Aki is slow at first, to follow me down the trail. I wonder if she wants to wait for other dogs to arrive. Now that she is 14 years old, she has greeted many of hiking dogs. There is none to greet her as we move down river. The little dog cheers up when we reach the mouth of the river and watch a small catch of ducks burst into flight.
Sunshine this winter is rare. So, when blue sky replaced the normal gray, we headed off to the glacier. Most of Juneau is still unthawed. But a very thin layer of ice coveres the glacier lake, turning the beach flakey.
Even though there is no wind, the thin of lake ice prevents the glacier and its mountains from reflecting anything. There are small spots on the lake free of ice. I lead Aki across a narrow stream and follow her to a small space where currents opened up slivers of calm, clear water.
I loved the photos I took of the reflected mountain sides. But, I will never forget the beauty of a different photo—a shot of mountains rising above the ice covered lake.
Last night a heavy snow fall covered the upper reaches of Mt. Juneau and its mountain cousins. It was still snowing slightly when we ate breakfast. Then, as I was searching in the kitchen for a bag of tea, the sun appeared.

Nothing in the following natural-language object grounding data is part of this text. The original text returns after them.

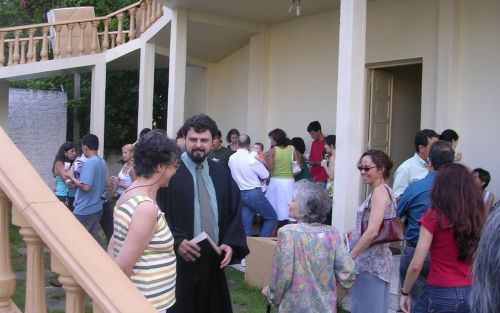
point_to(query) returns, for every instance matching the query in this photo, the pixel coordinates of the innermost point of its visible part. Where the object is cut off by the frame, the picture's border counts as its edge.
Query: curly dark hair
(299, 145)
(457, 197)
(200, 123)
(60, 155)
(153, 149)
(381, 160)
(279, 136)
(231, 132)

Even though yesterday a sliver of sun lit up a chunk of shrinking blue sky, I expected today to be weighed down by wet, gray clouds. Aki and I left the house as soon as possible to hike up Basin Road so we could see sunlight almost setting fire to the mountain slopes. Mt. Juneau rose out of the shadowy darkness of the Gold Creek valley. My camera was overblown by intense light bouncing off the steep mountain sides. Then clouds returned, eating the mountain light until it disappeared under a veil of grey.
This morning, no rain fell on Juneau. Even though the skies are the color of the most boring grey, I am still hopeful. Tiny streaks of blue sky suddenly appear as we drive out to a beauty beach. We even see a tiny rainbow but it turns grey as I try to photograph it.
Grey seems to dominate the skies over the old village site as we start down the trail. A stiff wind rises. I am tempted to return to the car when a portion of the sky breaks open, letting strong light fly in all directions. Before I can start believing that our bad weather luck is finally dying, grey clouds return to wipe out the drama. In a hour, the rain returns.